I did a pressing at the weekend, and I'd left my apples a whole week since picking, and I managed 1 gallond of juice from 1 and a half large carrier bags (the bag for life ones with woven handles from supermarkets). my press wasn't anywhere near effecient enough, and the car jack that I was using was bending, and the fruit in the cloth was outside of the racks being used to squash the fruit, so still quite wet when I finished, that I could squeeze juice out with my hands!

your process seems perfectly ok - personally i wouldn't have bothered coring the apples, and don't know any reason why you would, it's time consuming, and doesn't serve a useful purpose.
the fact that your apple pulp was bone dry when you'd finished makes me think that you'd extracted all the juice you were going to.

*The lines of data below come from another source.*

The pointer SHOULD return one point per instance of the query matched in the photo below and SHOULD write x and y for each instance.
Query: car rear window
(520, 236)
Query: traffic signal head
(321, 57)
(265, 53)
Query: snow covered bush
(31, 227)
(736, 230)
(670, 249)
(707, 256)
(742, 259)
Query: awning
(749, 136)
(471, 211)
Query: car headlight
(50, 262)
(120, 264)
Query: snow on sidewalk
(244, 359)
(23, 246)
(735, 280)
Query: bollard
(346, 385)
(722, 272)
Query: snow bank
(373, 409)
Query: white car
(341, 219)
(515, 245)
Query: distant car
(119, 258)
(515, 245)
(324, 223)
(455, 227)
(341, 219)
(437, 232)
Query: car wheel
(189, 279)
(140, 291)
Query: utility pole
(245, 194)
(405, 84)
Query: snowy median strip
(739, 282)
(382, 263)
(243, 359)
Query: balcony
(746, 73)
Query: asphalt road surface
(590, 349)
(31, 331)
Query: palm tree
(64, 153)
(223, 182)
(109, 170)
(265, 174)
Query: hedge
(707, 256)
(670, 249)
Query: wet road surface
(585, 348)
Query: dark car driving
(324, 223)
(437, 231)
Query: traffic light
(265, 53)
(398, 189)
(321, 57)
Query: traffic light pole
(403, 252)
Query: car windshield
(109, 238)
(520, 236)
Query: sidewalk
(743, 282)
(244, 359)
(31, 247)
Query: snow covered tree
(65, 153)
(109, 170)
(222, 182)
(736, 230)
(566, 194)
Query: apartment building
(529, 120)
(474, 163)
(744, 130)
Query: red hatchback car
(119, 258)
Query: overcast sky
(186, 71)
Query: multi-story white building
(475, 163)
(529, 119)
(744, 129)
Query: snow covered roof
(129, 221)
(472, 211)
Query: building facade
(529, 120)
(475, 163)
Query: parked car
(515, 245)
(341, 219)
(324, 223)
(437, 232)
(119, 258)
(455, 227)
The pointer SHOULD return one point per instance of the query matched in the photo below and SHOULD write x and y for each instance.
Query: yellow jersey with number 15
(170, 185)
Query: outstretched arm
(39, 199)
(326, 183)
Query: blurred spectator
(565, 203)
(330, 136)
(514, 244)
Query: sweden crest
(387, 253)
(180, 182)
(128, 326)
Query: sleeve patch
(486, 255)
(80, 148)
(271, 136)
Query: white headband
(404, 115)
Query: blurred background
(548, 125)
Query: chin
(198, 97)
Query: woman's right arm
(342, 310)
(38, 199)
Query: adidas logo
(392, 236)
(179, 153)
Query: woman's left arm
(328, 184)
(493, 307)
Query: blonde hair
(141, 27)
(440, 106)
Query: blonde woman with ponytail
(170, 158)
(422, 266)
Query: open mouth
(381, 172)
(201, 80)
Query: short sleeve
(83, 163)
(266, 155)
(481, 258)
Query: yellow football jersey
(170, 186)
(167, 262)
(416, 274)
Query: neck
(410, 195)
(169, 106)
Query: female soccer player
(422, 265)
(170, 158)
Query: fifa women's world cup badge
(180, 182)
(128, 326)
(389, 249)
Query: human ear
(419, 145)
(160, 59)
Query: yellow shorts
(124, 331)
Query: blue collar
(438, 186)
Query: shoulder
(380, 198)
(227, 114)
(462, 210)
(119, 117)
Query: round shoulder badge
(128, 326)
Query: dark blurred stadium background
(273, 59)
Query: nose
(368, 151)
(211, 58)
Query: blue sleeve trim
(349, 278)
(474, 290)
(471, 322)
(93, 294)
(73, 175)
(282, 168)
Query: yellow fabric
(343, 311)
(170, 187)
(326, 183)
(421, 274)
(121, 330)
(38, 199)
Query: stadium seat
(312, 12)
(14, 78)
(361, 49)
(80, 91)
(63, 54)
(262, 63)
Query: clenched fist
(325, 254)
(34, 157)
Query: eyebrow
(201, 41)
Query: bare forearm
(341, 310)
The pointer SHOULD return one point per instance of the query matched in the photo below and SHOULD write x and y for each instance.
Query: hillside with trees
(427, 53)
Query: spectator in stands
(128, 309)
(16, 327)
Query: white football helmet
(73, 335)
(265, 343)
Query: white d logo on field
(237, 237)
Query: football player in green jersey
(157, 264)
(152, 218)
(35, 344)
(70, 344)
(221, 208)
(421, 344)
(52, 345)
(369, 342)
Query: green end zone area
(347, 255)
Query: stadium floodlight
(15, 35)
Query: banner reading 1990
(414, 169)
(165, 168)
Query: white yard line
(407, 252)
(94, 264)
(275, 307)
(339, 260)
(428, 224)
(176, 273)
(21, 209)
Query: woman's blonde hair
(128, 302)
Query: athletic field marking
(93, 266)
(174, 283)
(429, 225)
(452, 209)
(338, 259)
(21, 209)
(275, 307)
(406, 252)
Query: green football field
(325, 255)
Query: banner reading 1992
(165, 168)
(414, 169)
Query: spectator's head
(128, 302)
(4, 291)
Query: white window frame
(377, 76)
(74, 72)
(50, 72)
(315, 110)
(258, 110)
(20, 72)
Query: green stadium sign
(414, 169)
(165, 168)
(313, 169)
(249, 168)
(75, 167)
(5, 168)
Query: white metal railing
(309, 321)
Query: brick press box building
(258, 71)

It sounds like they were maybe underwatered, and just not that juicy.
 
The yield may be low, but the sugar level should be high. I use a whole fruit electric juicer and then press the ejected pulp, which is by far the most efficient method. However, this year the juice yield is down by about 10% and the sugar is up by the same amount. I read an account of apple juice with a gravity of 1070!
 
I found that putting apples in a deep freezer for a couple of days and then thawing before pressing really gets the juice running. I only made a gallon at a time, believe it or not, by cutting the thawed apples in half and using an orange juice press!